PSYCHO: Often we refer to rhythm as the beat, while tempo is the overall speed, or the number of beats per minute. Some writers have played up the resemblance between a musical beat and the human pulse rate (about 72 per minute) as significant; but rhythm perception might have other origins.

Rhythm has a hedonic component as well. That is, we like some rhythms more than others. We learn to hear music as beautiful, and our learning determines which rhythms we prefer, perhaps beginning with the language we learn. That is, while creating rhythm may derive from inherited brain mechanisms, our preferences are a gift of culture.

Within our culture and given our level of training, we are all Goldilocks. That is we prefer rhythms that are intermediate in complexity, neither too simple nor too intricate. The association between our liking for a rhythm and its complexity is an inverted-U relationship.

The way we perceive a rhythm’s complexity depends partly on our training in music, and the way we have been trained shapes our response to the rhythm. If you’d like a laugh, here’s Taj Mahal schooling a German audience about clapping on the backbeat.

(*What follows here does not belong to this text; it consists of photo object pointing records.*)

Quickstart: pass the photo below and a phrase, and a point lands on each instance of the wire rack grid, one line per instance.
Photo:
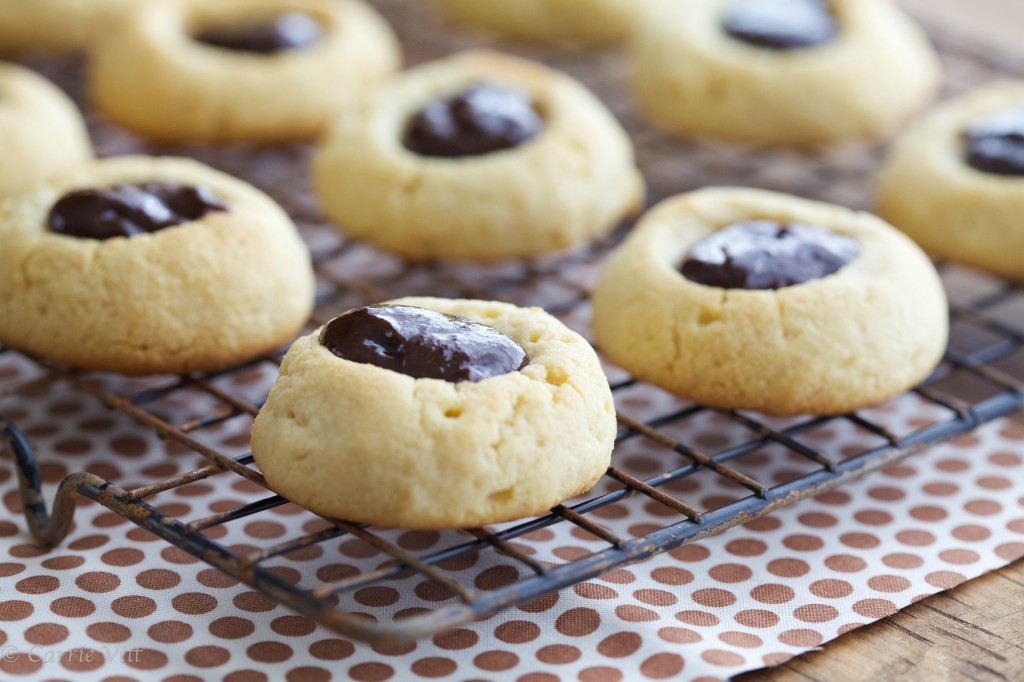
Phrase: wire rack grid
(982, 378)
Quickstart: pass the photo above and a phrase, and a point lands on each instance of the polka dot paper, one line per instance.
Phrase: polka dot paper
(113, 600)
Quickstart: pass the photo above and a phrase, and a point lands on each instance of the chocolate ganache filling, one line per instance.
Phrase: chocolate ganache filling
(479, 120)
(126, 210)
(781, 25)
(764, 254)
(995, 143)
(423, 344)
(285, 32)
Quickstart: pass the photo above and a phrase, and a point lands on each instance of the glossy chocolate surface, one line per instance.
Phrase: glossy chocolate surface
(423, 344)
(781, 25)
(995, 144)
(763, 254)
(285, 32)
(126, 210)
(479, 120)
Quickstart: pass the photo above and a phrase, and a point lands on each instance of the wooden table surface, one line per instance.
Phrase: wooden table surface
(976, 631)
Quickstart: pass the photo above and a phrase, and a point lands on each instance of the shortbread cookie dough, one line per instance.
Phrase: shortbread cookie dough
(145, 265)
(569, 22)
(781, 72)
(239, 70)
(477, 157)
(400, 417)
(955, 181)
(41, 130)
(55, 25)
(749, 299)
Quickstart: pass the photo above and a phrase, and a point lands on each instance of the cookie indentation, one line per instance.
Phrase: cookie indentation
(995, 143)
(479, 120)
(126, 210)
(289, 31)
(423, 344)
(764, 254)
(781, 25)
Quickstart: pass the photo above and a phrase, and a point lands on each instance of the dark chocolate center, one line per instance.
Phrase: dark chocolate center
(763, 254)
(125, 210)
(285, 32)
(781, 25)
(995, 144)
(479, 120)
(423, 344)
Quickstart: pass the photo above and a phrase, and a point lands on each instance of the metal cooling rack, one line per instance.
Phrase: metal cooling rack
(982, 378)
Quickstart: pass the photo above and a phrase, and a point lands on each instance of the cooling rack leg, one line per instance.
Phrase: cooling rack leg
(46, 527)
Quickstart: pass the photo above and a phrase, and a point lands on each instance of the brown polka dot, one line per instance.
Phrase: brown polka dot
(815, 613)
(332, 649)
(496, 661)
(231, 627)
(19, 663)
(902, 560)
(371, 672)
(195, 603)
(37, 585)
(434, 667)
(859, 540)
(875, 608)
(723, 658)
(817, 520)
(701, 619)
(788, 567)
(764, 524)
(254, 602)
(558, 654)
(745, 547)
(600, 674)
(655, 597)
(72, 607)
(944, 580)
(714, 597)
(983, 507)
(679, 635)
(845, 563)
(662, 666)
(690, 553)
(578, 622)
(158, 579)
(308, 674)
(620, 645)
(595, 591)
(207, 656)
(519, 632)
(245, 676)
(730, 572)
(915, 538)
(772, 593)
(801, 637)
(670, 576)
(170, 632)
(45, 634)
(108, 632)
(456, 639)
(540, 604)
(145, 658)
(803, 543)
(64, 562)
(133, 606)
(634, 613)
(122, 557)
(1010, 551)
(972, 534)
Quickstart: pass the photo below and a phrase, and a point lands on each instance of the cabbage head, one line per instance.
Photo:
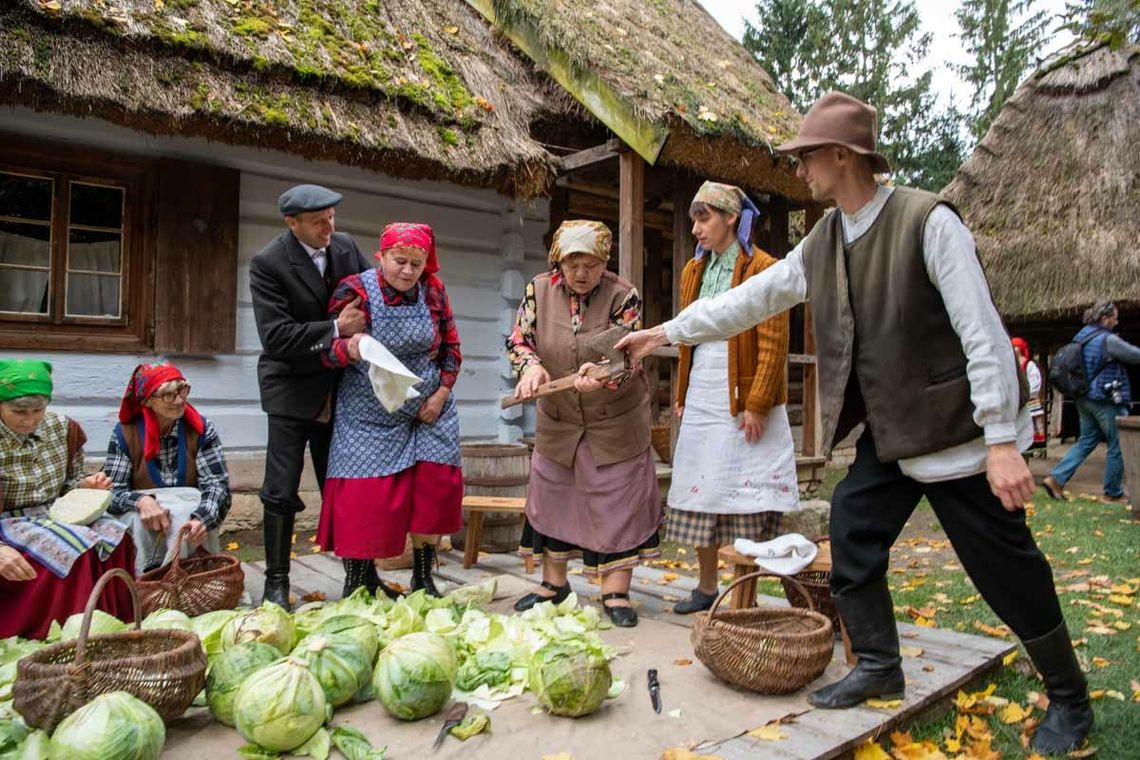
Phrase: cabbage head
(268, 623)
(341, 664)
(167, 619)
(415, 676)
(279, 707)
(363, 630)
(230, 670)
(114, 726)
(569, 679)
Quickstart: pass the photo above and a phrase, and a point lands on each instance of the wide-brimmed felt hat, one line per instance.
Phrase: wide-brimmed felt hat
(838, 119)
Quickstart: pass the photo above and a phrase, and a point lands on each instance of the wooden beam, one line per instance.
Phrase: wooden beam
(632, 220)
(589, 156)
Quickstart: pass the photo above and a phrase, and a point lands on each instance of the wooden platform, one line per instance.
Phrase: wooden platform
(937, 663)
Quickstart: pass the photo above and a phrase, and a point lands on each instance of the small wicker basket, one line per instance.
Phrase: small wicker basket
(202, 583)
(765, 650)
(164, 668)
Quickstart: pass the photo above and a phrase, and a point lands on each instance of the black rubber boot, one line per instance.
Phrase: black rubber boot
(356, 574)
(422, 561)
(869, 614)
(375, 583)
(1068, 719)
(278, 532)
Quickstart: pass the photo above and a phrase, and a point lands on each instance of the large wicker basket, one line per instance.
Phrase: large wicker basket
(202, 583)
(164, 668)
(765, 650)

Our preference for rhythm complexity may, in turn, depend on personality as well as training, or what Greenberg and his colleagues called cognitive style and generalized to more than rhythm. The dimensions along which rhythm preferences varied were systemizing and empathizing. You can test yourself on the scales separately starting with this intro and then the systemizer scale and the empathizer scale.

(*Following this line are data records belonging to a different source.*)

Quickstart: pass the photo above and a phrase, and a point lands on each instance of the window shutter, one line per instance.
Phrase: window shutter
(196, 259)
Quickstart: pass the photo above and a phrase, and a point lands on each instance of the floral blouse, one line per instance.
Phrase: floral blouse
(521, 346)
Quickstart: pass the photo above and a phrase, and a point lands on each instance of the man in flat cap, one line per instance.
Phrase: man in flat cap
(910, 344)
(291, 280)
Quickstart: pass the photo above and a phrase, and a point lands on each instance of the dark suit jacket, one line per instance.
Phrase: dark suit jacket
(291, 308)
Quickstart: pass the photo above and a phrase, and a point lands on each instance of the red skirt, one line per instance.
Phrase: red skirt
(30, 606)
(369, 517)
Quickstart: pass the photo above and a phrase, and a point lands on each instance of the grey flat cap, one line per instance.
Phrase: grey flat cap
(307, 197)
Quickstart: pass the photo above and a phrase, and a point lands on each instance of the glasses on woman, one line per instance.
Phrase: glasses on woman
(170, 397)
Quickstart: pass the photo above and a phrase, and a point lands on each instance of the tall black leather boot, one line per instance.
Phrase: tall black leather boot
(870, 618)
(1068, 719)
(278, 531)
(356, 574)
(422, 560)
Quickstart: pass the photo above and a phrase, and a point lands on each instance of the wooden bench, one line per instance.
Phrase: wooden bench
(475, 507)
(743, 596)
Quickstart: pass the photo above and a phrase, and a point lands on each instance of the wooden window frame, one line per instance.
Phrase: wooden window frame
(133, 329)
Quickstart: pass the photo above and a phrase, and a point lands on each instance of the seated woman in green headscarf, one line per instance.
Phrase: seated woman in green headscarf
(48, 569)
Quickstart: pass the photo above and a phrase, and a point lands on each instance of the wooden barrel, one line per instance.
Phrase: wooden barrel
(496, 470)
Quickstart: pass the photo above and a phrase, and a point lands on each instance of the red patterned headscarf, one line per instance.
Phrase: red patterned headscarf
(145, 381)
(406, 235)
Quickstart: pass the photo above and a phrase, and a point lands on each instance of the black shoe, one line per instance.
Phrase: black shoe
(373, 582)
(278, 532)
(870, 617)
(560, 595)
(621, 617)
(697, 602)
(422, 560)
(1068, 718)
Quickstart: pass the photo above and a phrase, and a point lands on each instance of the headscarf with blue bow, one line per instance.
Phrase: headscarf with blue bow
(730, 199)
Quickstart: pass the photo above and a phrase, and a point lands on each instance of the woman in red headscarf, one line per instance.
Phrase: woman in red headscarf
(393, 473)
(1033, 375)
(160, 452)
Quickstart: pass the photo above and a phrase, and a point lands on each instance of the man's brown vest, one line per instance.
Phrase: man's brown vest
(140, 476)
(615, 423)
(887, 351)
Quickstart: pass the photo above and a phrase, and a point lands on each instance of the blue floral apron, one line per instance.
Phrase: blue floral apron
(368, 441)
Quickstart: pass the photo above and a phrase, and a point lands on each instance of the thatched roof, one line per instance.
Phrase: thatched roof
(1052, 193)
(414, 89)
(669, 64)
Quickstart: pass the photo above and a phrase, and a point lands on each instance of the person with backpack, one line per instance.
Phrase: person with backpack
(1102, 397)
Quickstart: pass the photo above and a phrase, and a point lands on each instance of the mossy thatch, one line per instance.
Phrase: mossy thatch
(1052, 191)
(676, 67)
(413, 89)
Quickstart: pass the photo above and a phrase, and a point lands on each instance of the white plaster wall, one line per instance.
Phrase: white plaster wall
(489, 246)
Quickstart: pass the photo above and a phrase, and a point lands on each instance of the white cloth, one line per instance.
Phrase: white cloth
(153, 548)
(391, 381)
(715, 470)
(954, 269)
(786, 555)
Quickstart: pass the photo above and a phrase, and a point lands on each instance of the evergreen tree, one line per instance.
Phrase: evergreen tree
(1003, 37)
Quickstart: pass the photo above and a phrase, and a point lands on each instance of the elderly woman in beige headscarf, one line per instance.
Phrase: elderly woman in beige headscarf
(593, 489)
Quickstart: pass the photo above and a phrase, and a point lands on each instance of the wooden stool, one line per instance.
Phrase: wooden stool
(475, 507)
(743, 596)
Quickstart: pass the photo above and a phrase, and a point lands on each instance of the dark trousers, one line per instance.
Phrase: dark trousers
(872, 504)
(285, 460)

However, preferences are not skills. The ability to perceive rhythms and improvise depends heavily on working memory, which can shift information around using procedures like place-keeping and updating. Not surprisingly, musicians become pretty good at this. This is not evidence for a “Mozart effect”, which invites skepticism, though there is evidence that music may be important for the development of rhythmic entrainment and social skills, though the best benefits are said to come from performing.

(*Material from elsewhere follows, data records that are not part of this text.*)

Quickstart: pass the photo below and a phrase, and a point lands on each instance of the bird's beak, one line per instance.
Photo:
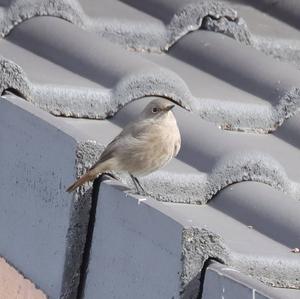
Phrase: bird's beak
(168, 108)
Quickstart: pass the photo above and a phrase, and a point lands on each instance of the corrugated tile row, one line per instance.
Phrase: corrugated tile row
(84, 61)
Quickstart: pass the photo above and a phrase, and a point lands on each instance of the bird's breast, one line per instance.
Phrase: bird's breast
(155, 148)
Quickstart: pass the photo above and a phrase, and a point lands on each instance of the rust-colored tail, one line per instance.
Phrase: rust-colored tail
(89, 176)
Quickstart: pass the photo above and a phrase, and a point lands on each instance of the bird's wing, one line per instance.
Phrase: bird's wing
(129, 136)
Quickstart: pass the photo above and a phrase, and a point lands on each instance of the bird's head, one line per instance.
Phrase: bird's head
(157, 108)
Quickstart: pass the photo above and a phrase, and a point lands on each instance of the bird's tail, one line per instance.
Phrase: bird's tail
(89, 176)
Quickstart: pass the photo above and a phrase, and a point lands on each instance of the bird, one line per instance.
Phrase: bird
(144, 146)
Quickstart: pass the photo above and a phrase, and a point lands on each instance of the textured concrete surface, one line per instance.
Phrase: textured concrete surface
(14, 285)
(42, 227)
(232, 194)
(100, 96)
(200, 233)
(225, 282)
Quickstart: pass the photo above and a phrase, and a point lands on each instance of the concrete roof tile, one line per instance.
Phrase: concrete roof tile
(88, 59)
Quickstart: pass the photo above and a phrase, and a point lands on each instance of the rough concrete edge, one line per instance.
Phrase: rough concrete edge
(153, 37)
(272, 271)
(199, 245)
(214, 16)
(87, 153)
(236, 167)
(36, 287)
(242, 279)
(102, 103)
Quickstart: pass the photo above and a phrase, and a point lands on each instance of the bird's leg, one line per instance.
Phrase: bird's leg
(137, 185)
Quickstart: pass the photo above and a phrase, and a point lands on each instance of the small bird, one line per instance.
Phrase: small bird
(142, 147)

Two interesting sources of rhythm complexity are time signatures and syncopation. After the predictable rhythms of centuries-old dances like the Schottische or a minuet, the syncopation of ragtime is a refreshing surprise, when a note appears earlier than we expected it. (or later than expected. Does syncopation improve this lullaby? Syncopation arises from “off” beats, whether early or late.) Even more complicated rhythms arise in Latin music such as salsa (continued here), enlivened by an Afro-Cuban clave rhythm that may sound complicated to northern ears. Clap your hands as you listen to the clave beat to test your understanding of it.

Sometimes moving to the beat feels like something you’ve done all your life, and sometimes not, but it’s easier with a familiar time signature. Westerners are familiar with duple (2/4 or march) and triple (3/4 or waltz) meter, but quintuple meter, such as 5/4 time, may sound harder to follow, though a Korean who listens to classical court music would probably find quintuple meter quite familiar. Does this show that much of our musical ability has to be learned? Listening to an unfamiliar rhythm, we will tend to remember it as one that we’re familiar with.

Consider the care with which this website introduces us to the simplest of polyrhythms, 2 beats against 3. Then listen to a more complex polyrhythm like salsa or try this, tambú. That is a big leap for a single jump. Adam Neely  starts with the head and enables the feeling to take over later. Edward Chilvers turns it into a manifesto.

SOCIAL: The social nature of rhythm shows up in youngsters as well as adults, and in speech as well as music. Musical rhythm tends to be social, even communicative. It brings people together around the world. Our tendency to join with others in performing a musical rhythm is called entrainment.